Zusammenfassung
Die Bundesregierung antwortet auf eine Kleine Anfrage der AfD-Fraktion zu Sprengungen von Geldautomaten in Deutschland (2005–2025). Für 2024 werden 269 Vorfälle gemeldet, mit besonders hohen Fallzahlen in Berlin (44) und Nordrhein-Westfalen (44). Im Jahr 2024 konnten 103 Tatverdächtige ermittelt werden, davon 75,7 % (78 Personen) mit nichtdeutscher Staatsangehörigkeit – darunter 60,2 % Niederländer und 14,8 % Moldauer. Bei den besonders schweren Diebstahlsfällen (§ 243 StGB) lag der Anteil nichtdeutscher Tatverdächtiger 2024 bei 42,3 %, in der Kategorie Automatenbruch bei 34,6 %. Bei § 308 StGB (Sprengstoffexplosion) waren 33,3 % der Tatverdächtigen nichtdeutsch – hier dominierten Niederländer (11,9 %), gefolgt von Marokkanern (1,6 %) und Türken (1,1 %).

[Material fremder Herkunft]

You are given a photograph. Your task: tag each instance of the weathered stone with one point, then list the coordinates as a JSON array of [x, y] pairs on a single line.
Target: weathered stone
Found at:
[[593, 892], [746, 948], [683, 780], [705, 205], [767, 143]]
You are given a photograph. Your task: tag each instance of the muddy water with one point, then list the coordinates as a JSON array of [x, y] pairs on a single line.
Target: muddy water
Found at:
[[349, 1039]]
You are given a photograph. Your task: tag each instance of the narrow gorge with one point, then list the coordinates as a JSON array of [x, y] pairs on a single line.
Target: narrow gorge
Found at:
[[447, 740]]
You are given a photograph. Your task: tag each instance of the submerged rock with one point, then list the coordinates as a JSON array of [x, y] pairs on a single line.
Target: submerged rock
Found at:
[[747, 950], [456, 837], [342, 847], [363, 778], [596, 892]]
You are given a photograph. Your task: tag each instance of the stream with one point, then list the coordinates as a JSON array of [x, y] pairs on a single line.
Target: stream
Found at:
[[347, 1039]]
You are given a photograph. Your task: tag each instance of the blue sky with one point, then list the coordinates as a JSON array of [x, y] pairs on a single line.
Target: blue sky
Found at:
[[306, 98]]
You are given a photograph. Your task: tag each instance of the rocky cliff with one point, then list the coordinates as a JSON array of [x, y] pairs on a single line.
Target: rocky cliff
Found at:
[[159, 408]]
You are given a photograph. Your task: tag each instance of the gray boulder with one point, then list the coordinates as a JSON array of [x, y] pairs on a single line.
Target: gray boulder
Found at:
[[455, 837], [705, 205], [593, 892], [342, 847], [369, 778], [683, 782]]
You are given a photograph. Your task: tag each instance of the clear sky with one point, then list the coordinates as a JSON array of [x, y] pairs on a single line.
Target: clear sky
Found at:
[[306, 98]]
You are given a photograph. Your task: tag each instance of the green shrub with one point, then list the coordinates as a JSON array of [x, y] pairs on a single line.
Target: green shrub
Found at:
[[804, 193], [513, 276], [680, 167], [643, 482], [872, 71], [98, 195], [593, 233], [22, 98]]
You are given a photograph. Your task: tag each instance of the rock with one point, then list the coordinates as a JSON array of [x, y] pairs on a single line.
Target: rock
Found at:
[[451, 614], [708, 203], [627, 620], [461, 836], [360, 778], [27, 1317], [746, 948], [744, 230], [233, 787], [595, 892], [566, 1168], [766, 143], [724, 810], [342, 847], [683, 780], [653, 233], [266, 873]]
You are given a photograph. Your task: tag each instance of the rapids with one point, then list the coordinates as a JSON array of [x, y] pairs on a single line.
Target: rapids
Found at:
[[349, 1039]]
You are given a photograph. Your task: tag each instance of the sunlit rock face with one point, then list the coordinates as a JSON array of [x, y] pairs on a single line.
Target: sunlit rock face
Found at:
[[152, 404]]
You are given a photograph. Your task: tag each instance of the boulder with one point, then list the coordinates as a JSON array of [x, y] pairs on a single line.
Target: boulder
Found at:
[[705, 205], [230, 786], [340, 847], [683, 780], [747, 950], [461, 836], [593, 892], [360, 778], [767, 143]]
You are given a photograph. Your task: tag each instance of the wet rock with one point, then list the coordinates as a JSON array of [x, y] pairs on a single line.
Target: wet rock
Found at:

Die Beutesumme 2024 belief sich auf etwa 13,4 Mio. Euro.
Einordnung
Die Antwort der Bundesregierung folgt dem Trend früherer Anfragen der AfD zu Kriminalitätsthemen und nutzt sachliche Daten, um die Lage zu beschreiben – allerdings ohne kontextuelle Einordnung oder Präventionsstrategien. Auffällig ist die hohe prozentuale Nennung niederländischer Tatverdächtiger, die in keinem direkten Bezug zur Häufigkeit der Delikte pro Bundesland steht. Möglicherweise könnte hier ein gezieltes Framing vorliegen, das bestimmte Nationalitäten überproportional hervorhebt. Die Bereitstellung detaillierter Statistiken entspricht zwar dem demokratischen Transparenzgebot, doch die gezielte Fragestellung nach marokkanischen und niederländischen Staatsangehörigen könnte als Fokussierung auf migrationsspezifische Kriminalität interpretiert werden. Die Antwort vermeidet Wertungen, liefert aber Daten, die von rechtspopulistischen Narrativen instrumentalisiert werden könnten.